Selling 'The Painter of Light'

April 12 2012

Image of Selling 'The Painter of Light'

Picture: Thomas Kinkade

The death of US artist Thomas Kinkade has shed an interesting light on the industry that can spring up around a successful artist these days. Lovers of fine art might not like Kinkade's work, best described as John Atkinson Grimshaw on acid, but there's no denying his phenomenal popularity in the US. In the San Francisco Chronicle, Kathleen Pender looks at the impact Kinkade's death has had on sales:

Works by Thomas Kinkade have been flying off gallery walls since the artist and marketer extraordinaire died unexpectedly at age 54 in his Los Gatos home Friday.
Nathan Ross, part-owner of the Original Thomas Kinkade Gallery in Kinkade's hometown of Placerville (El Dorado County), has not had time to count how many canvas reproductions have sold since Friday, but "I don't think I am exaggerating if I said 200," he says.

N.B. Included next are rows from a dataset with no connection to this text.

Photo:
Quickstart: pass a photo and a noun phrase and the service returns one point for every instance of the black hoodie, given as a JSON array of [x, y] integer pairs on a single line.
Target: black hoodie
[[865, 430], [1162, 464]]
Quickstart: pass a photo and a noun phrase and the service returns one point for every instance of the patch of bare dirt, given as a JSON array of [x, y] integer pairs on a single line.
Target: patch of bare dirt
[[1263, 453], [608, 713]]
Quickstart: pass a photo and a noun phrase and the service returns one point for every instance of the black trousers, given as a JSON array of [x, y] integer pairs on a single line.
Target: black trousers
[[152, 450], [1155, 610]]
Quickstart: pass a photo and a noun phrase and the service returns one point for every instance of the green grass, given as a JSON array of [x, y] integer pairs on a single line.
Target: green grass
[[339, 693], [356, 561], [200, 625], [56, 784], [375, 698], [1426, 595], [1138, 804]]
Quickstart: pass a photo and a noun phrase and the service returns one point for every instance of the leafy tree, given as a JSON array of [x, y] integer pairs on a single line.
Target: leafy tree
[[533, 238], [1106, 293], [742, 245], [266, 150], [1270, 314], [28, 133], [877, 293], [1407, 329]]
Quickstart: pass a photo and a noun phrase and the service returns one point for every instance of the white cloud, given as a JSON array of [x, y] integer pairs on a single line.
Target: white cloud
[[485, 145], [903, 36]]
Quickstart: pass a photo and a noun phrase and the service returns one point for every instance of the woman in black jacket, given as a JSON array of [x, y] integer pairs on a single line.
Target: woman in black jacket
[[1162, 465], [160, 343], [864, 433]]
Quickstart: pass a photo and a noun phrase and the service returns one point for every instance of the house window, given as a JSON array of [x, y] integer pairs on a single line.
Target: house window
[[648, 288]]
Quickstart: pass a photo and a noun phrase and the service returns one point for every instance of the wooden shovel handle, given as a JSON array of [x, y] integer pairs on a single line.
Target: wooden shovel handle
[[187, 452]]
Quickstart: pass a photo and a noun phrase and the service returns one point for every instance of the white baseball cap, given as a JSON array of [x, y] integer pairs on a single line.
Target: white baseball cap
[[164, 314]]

On a normal weekend, he sells two or three. [...]
The spike in sales marks a sharp turnaround for the Kinkade brand, which has been in decline since its heyday in the late 1990s and early 2000s. Gallery owners attribute the falloff to the economy, a decline in the collectibles market and oversaturation - the Kinkade name has been on everything from calendars and figurines to La-Z-Boy furniture and a housing development in Vallejo.
Allen Michaan, president of Michaan's Auctions in Alameda, says it's not unusual to see collectors snapping up works after an artist dies. "That is a typical reaction. People think when an artist dies, his work goes up in value."
Michaan would not be surprised to see Kinkade's originals, which are rarely on the market, appreciate but says, "I don't think there is any lasting value" in his reproductions. "A rule of thumb: Anything that is manufactured and marketed as a collectible really isn't."
Kinkades start at $750 for a 12-by-18, standard-edition, signed (by auto-pen) and numbered canvas reproduction and go up from there, with a bewildering array of options.
Each image has several editions - such as standard, artist proof, gallery proof, publisher proof, Renaissance, studio proof and master. Each edition has a successively smaller number of prints and a higher price tag. Higher-end versions also have a hand signature instead of a machine-generated one and additional highlighting (applied by trained artists) that add texture and depth.
In the Bay Area, the most popular Kinkades include Disney themes and scenes of San Francisco, Napa Valley, Carmel and the coast, Perata says. "The ones that are more religion-based sell amazing in the Bible Belt."